Tempers have been flaring during Fayette County's Board of Education meetings as community school closure and consolidation is looming.

Two board members have been strongly criticized by opponents of the proposed consolidation of four of the county's high schools.

Former board president Peggy Farmer accused board members Leon Ivey and Leon Newman of lying in regards to their latest position on consolidation.

Farmer said Newman was clear in 2006, saying he would "have no part" in consolidation.

Farmer also said during the 2008 election campaign, both men's names appeared on literature distributed by a group whose mission was to support community schools and oppose consolidation.

Farmer challenged the board members over their "flip-flop."

Ivey and Newman said they had nothing to do with the distribution of the campaign materials, saying they had accepted the endorsement of the group.

Newman said he was relieved that the issue of the alleged "flip-flop" had finally come into question.

Newman admitted he did say he was against consolidation in 2006, but further information had made him change his mind. He said he now believes consolidation would be "what's best for the children."

Board president Dave Arritt told the board he was surprised by Ivey's pro-consolidation stance, saying he campaigned for Ivey and was under the impression that he supported community schools.
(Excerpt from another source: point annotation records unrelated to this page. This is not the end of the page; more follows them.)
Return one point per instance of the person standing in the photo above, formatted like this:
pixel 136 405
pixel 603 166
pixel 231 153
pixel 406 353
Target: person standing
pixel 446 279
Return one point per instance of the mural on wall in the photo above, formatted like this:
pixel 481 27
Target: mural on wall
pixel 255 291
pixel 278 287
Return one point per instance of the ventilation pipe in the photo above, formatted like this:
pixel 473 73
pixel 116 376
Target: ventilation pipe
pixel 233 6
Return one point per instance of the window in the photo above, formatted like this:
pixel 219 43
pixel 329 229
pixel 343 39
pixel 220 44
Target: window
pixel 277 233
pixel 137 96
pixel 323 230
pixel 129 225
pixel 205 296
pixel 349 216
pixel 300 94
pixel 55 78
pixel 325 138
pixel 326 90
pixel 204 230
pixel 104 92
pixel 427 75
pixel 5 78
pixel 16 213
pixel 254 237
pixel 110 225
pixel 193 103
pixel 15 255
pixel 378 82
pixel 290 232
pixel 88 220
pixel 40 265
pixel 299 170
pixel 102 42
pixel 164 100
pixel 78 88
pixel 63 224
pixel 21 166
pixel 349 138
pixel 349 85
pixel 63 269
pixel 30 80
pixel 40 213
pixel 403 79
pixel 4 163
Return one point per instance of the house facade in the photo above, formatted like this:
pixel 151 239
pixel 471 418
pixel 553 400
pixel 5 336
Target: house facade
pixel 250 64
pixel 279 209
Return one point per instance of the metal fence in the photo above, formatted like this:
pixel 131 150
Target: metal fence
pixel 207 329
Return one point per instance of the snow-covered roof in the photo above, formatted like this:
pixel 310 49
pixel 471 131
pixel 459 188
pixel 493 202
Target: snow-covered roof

Tempers Flare Over Consolidation Issue

The Raleigh-Register reported that Ivey and former Fayette superintendent George "Matt" Edwards, chairman of Citizens for Community Schools, exchanged words several times throughout a two hour meeting, with Ivey at one point asking if security was available.

Board member Ivey, while defending his own character and honesty, said he did not feel comfortable conducting meetings in a room named in Edwards' honor.

He said that the former superintendent spent time in federal prison in the 1980s.

"We're sitting in the George "Matt" Edwards conference room, and I'm wondering how in the world could we ever have any credibility come out of this office and out of this room with that name on the door," Ivey said.

He said he would like to have the room renamed. "Take it down," Edwards replied.

Fayetteville attorney James Keenan on behalf of an "anonymous" individual warned the board of a potential civil suit related to alleged misuse of funds.

The board recently employed a public relations firm. The attorney claimed the board cannot use public money in an effort to coerce residents into voting for the levy.

Superintendent Chris Perkins said the PR firm is being used only in promoting the school system itself.

Fayette County voters will decide on October 24 whether or not they support a $49 million school bond that will help fund several school improvement projects as well as the construction of a new facility that will combine Fayetteville, Midland Trail, Mount Hope and Oak Hill high schools.